The charitable arm of Fidelity Investments on Friday won a lawsuit brought by a wealthy couple over the handling of stock sales tied to a tax break.
Malcolm and Emily Fairbairn failed to prove their allegations that Fidelity broke its promises or engaged in negligent trading, U.S. Magistrate Judge Jacqueline Scott Corley ruled following a trial last year. The lawsuit stemmed from the final days of 2017, when the Fairbairns were trying to minimize a tax bill on more than $200 million of deferred hedge-fund income.
“While Fidelity Charitable did not the sell the shares to which it held legal title in the manner the Fairbairns—sophisticated hedge fund managers—would have done, and while in hindsight Fidelity Charitable might have handled the donation differently, the Fairbairns have not come close to proving that what Fidelity Charitable did violated the standard of care,” she wrote.
The case in federal court in northern California offered an unusual window into how donor-advised funds such as Fidelity Charitable woo potential donors and handle their assets. The increasingly popular funds offer flexibility to wealthy individuals, who can get immediate tax breaks and retain the ability to advise on future distributions to charities without the restrictions that govern private foundations.

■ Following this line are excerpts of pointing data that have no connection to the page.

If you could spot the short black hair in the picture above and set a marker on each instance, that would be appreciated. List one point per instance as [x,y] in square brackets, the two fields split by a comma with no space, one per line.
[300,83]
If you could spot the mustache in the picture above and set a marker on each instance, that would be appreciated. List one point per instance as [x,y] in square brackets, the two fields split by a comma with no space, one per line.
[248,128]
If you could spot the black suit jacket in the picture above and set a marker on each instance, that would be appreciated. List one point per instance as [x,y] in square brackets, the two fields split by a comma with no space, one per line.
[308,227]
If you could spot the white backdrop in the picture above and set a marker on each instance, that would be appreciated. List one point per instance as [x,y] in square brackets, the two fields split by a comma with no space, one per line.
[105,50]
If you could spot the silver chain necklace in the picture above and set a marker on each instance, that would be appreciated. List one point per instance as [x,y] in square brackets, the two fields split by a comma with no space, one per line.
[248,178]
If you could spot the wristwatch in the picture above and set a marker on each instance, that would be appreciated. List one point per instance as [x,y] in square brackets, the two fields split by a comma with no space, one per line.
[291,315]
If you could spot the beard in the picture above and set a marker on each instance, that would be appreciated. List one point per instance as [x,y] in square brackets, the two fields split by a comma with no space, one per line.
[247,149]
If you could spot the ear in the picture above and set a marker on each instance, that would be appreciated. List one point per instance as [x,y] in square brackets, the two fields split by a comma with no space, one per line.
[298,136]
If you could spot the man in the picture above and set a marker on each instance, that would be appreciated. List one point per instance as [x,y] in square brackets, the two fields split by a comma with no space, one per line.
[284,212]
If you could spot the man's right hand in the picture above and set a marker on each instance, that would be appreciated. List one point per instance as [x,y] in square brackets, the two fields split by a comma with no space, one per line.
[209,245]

To lower the tax bill on their hedge-fund income, the Fairbairns made donations of Energous Corp. stock to a donor-advised fund at Fidelity Charitable. That happened just after Energous had won government approval for its wireless charging technology and the stock price jumped. The price dropped just after their donation, as Fidelity was selling the shares they donated, and that decline limited how large the couple’s charitable deduction could be.